Why an LLM for screen grading, instead of pHash or SSIM?

pHash against a committed baseline was actually the first approach, and it works fine for exact-match screens. The problem is that NikonScan’s UI has several screens that semantically match but pixel-differ: a progress bar at 34% vs 36%, a timestamp in a status bar, a focus highlight on a different button depending on which one was last hovered. Tuning pHash thresholds per-screen got brittle fast.

Holo3 reads the screen the way a human does. It doesn’t care that the progress bar moved two pixels, it cares whether the window title still says “Preview” and whether the preview pane is populated. The tradeoff is latency (a few seconds per check, over the network, against a paid GPU endpoint) and non-determinism (occasional false confirmations). For a test suite that runs once per feature branch and is fundamentally gated on “does a scan work end-to-end”, those tradeoffs are fine.

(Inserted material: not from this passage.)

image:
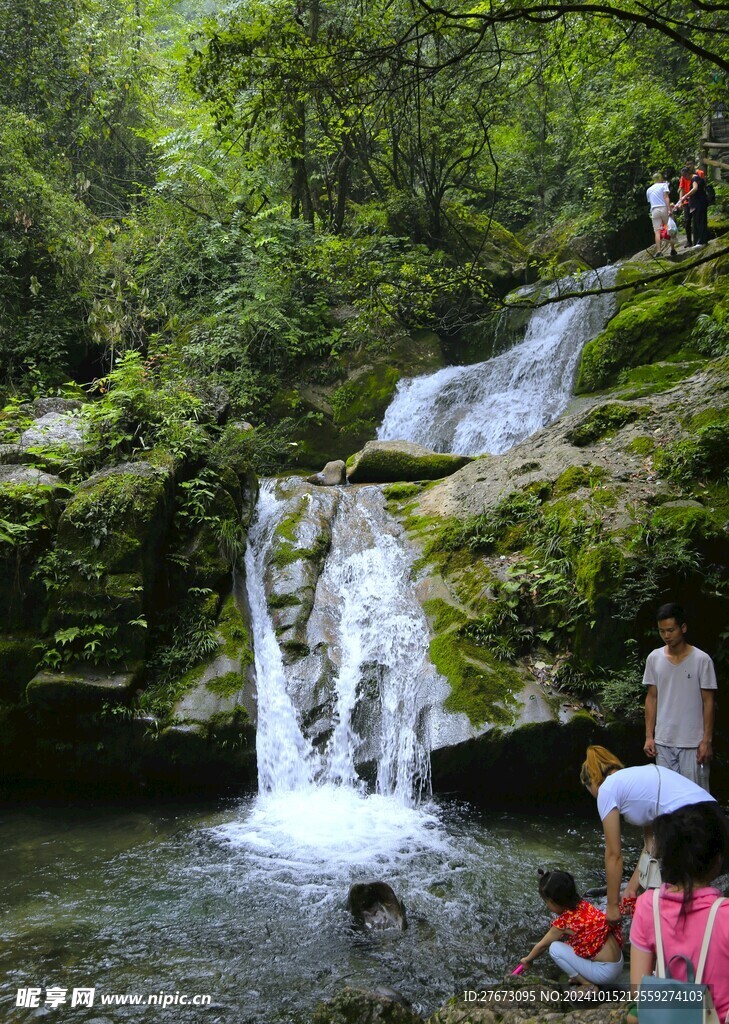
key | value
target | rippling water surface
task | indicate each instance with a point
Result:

The recipe DSL keeps pHash as a secondary signal: each expect_screen(name, baseline_hash=...) call can take an optional committed pHash that short-circuits the Holo3 call when it matches. Fast path for stable screens, LLM path for everything else.

Where this is going

The emulator is the means, not the end. The end is a driver for the Coolscan that runs on modern operating systems, probably a SANE backend, since SANE is where Linux scanner support lives, and SANE backends are straightforward to port into other ecosystems (Apple ImageCaptureCore, cups-filters, etc.) once they exist.

What the emulator gives you that the real scanner doesn’t:

  • Deterministic timing. Every SCAN command takes exactly the same number of emulated cycles. No motor jitter, no lamp warm-up variance, no “is the scanner ready yet.”
  • Full observability. Every memory access, every register read, every USB transfer is logged at the source. When the driver does something weird, you can see the exact sequence of bytes that provoked it.
  • Fault injection. Want to know how the driver handles a mid-scan USB disconnect? Set a watchpoint, tear the transport, observe. Impossible to do reliably on real hardware.
  • CI integration. The whole stack runs on a Linux build box. No scanner room, no flaky USB, no “works on my machine” when your machine is the only one with a Coolscan on it.

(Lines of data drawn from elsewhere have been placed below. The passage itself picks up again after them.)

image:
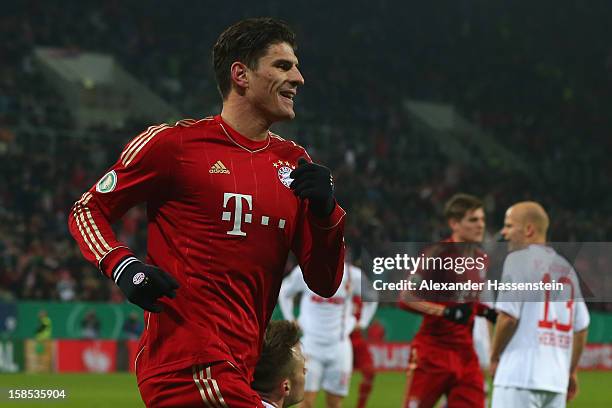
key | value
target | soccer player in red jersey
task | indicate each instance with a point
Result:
(279, 376)
(443, 360)
(226, 202)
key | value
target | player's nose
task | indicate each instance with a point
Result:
(295, 77)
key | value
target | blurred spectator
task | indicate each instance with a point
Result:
(45, 329)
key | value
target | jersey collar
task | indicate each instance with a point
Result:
(240, 140)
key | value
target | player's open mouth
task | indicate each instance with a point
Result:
(287, 95)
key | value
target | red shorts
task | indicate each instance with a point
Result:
(362, 359)
(217, 385)
(436, 371)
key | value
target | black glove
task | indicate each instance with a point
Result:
(143, 284)
(487, 312)
(314, 182)
(459, 313)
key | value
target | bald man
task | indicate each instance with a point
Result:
(537, 343)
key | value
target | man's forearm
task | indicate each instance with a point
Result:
(577, 348)
(504, 330)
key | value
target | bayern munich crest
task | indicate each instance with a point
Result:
(284, 169)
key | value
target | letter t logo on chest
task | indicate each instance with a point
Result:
(227, 216)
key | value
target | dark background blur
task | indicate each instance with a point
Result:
(533, 80)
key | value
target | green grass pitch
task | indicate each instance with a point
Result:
(119, 390)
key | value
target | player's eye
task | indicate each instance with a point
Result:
(284, 65)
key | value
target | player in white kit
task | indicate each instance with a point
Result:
(537, 344)
(326, 325)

What it doesn’t give you, yet, is the actual image data. The CCD is stubbed, the calibration pipeline runs through synthetic data, and Digital ICE’s infrared channel isn’t meaningful without real photons hitting real film. Image-path fidelity is the next milestone, and the path to it is pulling the CCD data pipeline out of the firmware’s ASIC model and feeding it recorded scans from a real scanner, turning the emulator into a replay device, then into a generator. That’s the work happening now.

If this arrives at the shape I’m hoping for, someone in 2030 will plug a fifteen-year-old scanner into a Linux box, run scanimage -d coolscan-v, and get a TIFF back without ever thinking about TWAIN, usbscan.sys, or the fact that the binary driving the scanner’s CPU was last touched by Nikon in 2007. That’s the point.

Sources

The full knowledge base, the emulator source, the HIL harness, and the Holo3 agent all live in the project repository. Some anchors worth pointing at:

The firmware binary and NikonScan 4.0.3 installer are not checked in. They’re proprietary Nikon software, and the KB is written so that the protocol can be understood without them. If you own a Coolscan, the firmware is on the device; if you need NikonScan, Nikon’s archive still mirrors it.

Related prior art that was genuinely useful: kosma/coolscan-mods (hardware RE, memory map, GPIO; the starting point for the firmware analysis), the H8/300H Programming Manual, and the SCSI-2 Scanner Device specification.